I have a doubt regarding the result that uniform convergence preserves continuity.

Statement: If a sequence of continuous functions $\{f_n\}_n$ $f_n : A → \mathbb{R}$ converges uniformly on $A \subset \mathbb{R}$ to $f : A \rightarrow \mathbb{R}$, then $f$ is continuous on $A$.

Question: Is $A\subset \mathbb{R}$ a necessary condition for the statement? Can we have $A=\mathbb{R}$? Why?

• $A \subset \mathbb{R}$ is for most authors the same as $A \subseteq \mathbb{R}$. And besides, the proof works if $A$ is an arbitrary topological space. – Daniel Fischer Feb 26 '16 at 14:21

The standard proof (involving $\epsilon$-s and $\delta$-s) works even if $A=\mathbb R$. The most likely explanation is that $\subset$ in whatever book you are reading actually means $\subseteq$.

But let's assume we have only a proof of the following statement:

If $f_n: A\to\mathbb R$ converges to $f$ uniformly and $A\neq \mathbb R$ and $A\subset \mathbb R$, then $f$ is continuous.

We want to prove the statement:

If $f_n: \mathbb R\to\mathbb R$ converges to $f$ uniformly, then $f$ is continuous.

Proof:

Let's take a sequence of functions $f_n$ such that $f_n:\mathbb R\to\mathbb R$ and $f_n$ converges to $f$ uniformly on $\mathbb R$.

Then, we can define $g_n:[-1,\infty)\to \mathbb R$ as $g_n(x)=f_n(x)$ for every $x\geq 0$. It is easy to show that $g_n$ converges to $g$, defined as $$g:[-1,\infty)\to \mathbb R\\ g(x)=f(x)$$ and, since $[0,\infty)\neq \mathbb R$, we conclude that $g$ is continuous.

Similarly, we can show that $h:(-\infty, 1]\to\mathbb R$, defined as $h(x)=f(x)$, is continuous.

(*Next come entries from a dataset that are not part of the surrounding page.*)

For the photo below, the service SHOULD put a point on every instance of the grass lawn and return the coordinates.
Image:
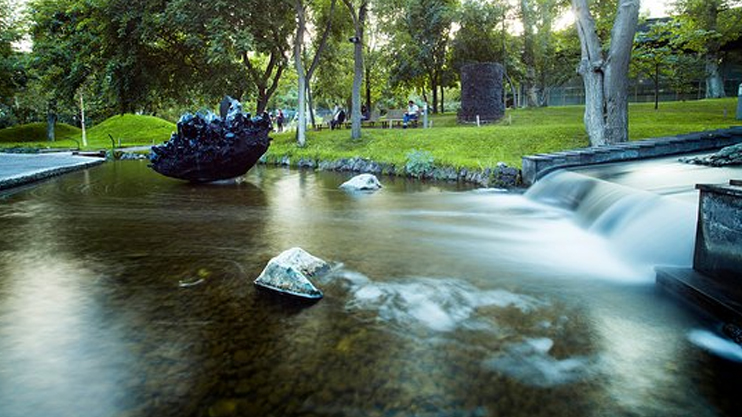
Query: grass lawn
(131, 129)
(521, 132)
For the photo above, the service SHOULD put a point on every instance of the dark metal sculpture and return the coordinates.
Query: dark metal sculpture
(208, 147)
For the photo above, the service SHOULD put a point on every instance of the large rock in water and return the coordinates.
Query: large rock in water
(208, 147)
(289, 273)
(362, 182)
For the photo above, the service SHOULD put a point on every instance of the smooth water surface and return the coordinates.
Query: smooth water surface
(125, 293)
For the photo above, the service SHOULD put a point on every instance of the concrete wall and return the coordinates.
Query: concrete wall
(536, 166)
(719, 234)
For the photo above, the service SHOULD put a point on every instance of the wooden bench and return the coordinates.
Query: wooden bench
(395, 118)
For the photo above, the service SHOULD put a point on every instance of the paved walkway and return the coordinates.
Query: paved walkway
(21, 169)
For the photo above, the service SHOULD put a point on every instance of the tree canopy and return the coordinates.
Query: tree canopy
(163, 56)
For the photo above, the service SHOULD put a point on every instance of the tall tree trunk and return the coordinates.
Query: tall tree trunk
(315, 63)
(82, 121)
(368, 88)
(359, 22)
(51, 120)
(311, 107)
(434, 87)
(606, 78)
(301, 127)
(530, 89)
(656, 79)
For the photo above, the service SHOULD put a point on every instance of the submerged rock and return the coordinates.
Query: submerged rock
(362, 182)
(208, 147)
(289, 273)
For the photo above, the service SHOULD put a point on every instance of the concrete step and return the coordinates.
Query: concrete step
(718, 297)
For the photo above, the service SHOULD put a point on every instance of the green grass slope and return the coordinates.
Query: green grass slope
(33, 135)
(131, 130)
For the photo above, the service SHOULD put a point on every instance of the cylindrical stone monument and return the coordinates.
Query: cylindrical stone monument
(481, 93)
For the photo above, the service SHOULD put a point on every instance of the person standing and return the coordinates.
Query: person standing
(279, 120)
(413, 112)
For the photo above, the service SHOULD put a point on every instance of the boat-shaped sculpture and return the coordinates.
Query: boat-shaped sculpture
(207, 147)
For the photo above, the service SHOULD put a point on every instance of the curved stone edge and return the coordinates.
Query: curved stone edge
(43, 174)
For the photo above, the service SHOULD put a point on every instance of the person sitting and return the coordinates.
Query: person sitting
(337, 120)
(413, 112)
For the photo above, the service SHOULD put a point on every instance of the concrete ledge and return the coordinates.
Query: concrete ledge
(718, 251)
(21, 169)
(713, 296)
(535, 167)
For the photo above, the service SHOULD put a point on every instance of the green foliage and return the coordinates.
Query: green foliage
(419, 162)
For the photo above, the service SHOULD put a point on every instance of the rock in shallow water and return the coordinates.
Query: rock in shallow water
(362, 182)
(289, 273)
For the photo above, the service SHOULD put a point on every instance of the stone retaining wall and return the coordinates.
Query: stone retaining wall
(536, 166)
(501, 175)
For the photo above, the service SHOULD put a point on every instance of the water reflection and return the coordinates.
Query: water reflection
(448, 302)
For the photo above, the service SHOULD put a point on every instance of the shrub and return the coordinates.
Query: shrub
(418, 162)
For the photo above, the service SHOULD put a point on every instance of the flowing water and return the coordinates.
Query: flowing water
(124, 293)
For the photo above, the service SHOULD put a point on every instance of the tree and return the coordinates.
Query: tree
(64, 53)
(11, 71)
(652, 55)
(420, 42)
(236, 48)
(358, 13)
(605, 74)
(706, 26)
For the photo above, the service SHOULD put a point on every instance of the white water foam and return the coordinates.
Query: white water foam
(441, 305)
(530, 363)
(715, 344)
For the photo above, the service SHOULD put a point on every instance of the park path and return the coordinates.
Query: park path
(21, 169)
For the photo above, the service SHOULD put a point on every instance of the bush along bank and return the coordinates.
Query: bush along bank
(500, 176)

Conclusion: $f$ is continuous.

Yes $A$ can be the hole $\Bbb R$. Why? Because the proof is valid for $A=\Bbb R$.

For all $x_0\in\Bbb R$ we have

$$\vert f(x)-f(x_0)\vert\le \vert f_n(x_0)-f(x_0)\vert+\vert f_n(x_0)-f_n(x)\vert+\vert f_n(x)-f(x)\vert$$ so by the continuity of $f_n$ and the uniform convergence you can make $\vert f(x)-f(x_0)\vert$ less than any $\epsilon>0$ for a convenient choice of $\delta$ such that $|x-x_0|<\delta$ and a convenient choice of $N$ and let $n\ge N$.